Katarina Skowron, Bratysława / Wolfsthal

„Monitor“ w naszej rodzinie czytam przede wszystkim ja. Jest to mój główny kontakt z pisaną polszczyzną, gdyż na czytanie książek po polsku nigdy nie mogę znaleźć czasu. Lekturę miesięcznika rozpoczynam zawsze od wstępu Małgosi Wojcieszyńskiej. Następnie przechodzę do jednej z ulubionych rubryk, którą jest „Wywiad miesiąca”.

Pozostałe artykuły czytam tylko wówczas, jeśli mnie zainteresują – najczęściej są to te, które wyrażają opinie Polaków o Słowacji. Z córką wspólnie oglądamy zdjęcia z imprez polonijnych, w których brałyśmy udział, i cieszymy się, gdy widzimy znajome twarze.
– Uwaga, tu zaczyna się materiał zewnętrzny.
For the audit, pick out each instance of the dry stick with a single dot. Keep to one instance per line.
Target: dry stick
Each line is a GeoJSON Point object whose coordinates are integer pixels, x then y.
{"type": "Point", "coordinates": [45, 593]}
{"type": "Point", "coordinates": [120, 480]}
Czasami też razem gotujemy według przepisów zamieszczanych na ostatniej stronie.

W piśmie brakuje mi jedynie strony dla dzieci z różnymi krzyżówkami, kwizami czy rebusami, dzięki którym mogłyby poćwiczyć język ojczysty.

 

Halina Medvedova, Bratysława

Oczywiście, że „Monitor“ mi się podoba! Bardzo chętnie go czytam i nie mogę się doczekać każdego następnego numeru. Myślę, że można by wzbogacić pismo o informacje dotyczące poszczególnych regionów Polski, np. o rubrykę „Pochodzę z Polski i jej historia mnie interesuje“.

Sądzę, iż cykl artykułów na ten temat mógłby wszystkich zainteresować, a w szczególności tych rodaków, którzy urodzili się już na Słowacji. Uważam, że warto by było zamieszczać ciekawe polskie bajki dla dzieci i przynajmniej jedną stronę poświęcić najmłodszym.

 

 

Michał Drzewiecki, Bratysława

„Monitor Polonijny“ towarzyszy mi, od kiedy zamieszkałem na Słowacji, i dziś nie wyobrażam sobie rzeczywistości bez aktualnego numeru MP. Chociaż pismo w ostatnim czasie odświeżono, a jego wygląd i zawartość została uatrakcyjniona, to nadal uważam, że ociera się o oldschoolowe klimaty z dawnych czasów.

Najchętniej spoglądam na kulinarną stronę oraz recenzje polskich filmów. Bardzo ciekawą rubrykę stanowi „Wywiad miesiąca” ze znanymi i wybitnymi osobami. Natomiast moim ulubionym działem są „Słowackie perełki”, czyli pomysły na wypady za miasto, często na łono dzikiej natury lokalnych gór. Lubię też oglądać publikowane zdjęcia, choć czasami wydaje mi się, że jest ich za dużo, a niektóre z nich są niepotrzebne.

Chętnie przeczytałbym w naszym miesięczniku polonijnym o interesujących aplikacjach mobilnych na smartfon czy tablet, np. z lokalnymi wydarzeniami, koncertami, festiwalami, miejscami wartymi odwiedzenia. Widziałbym w nim także przydatne zwroty w języku słowackim albo idiomy, których nie można znaleźć w słowniku.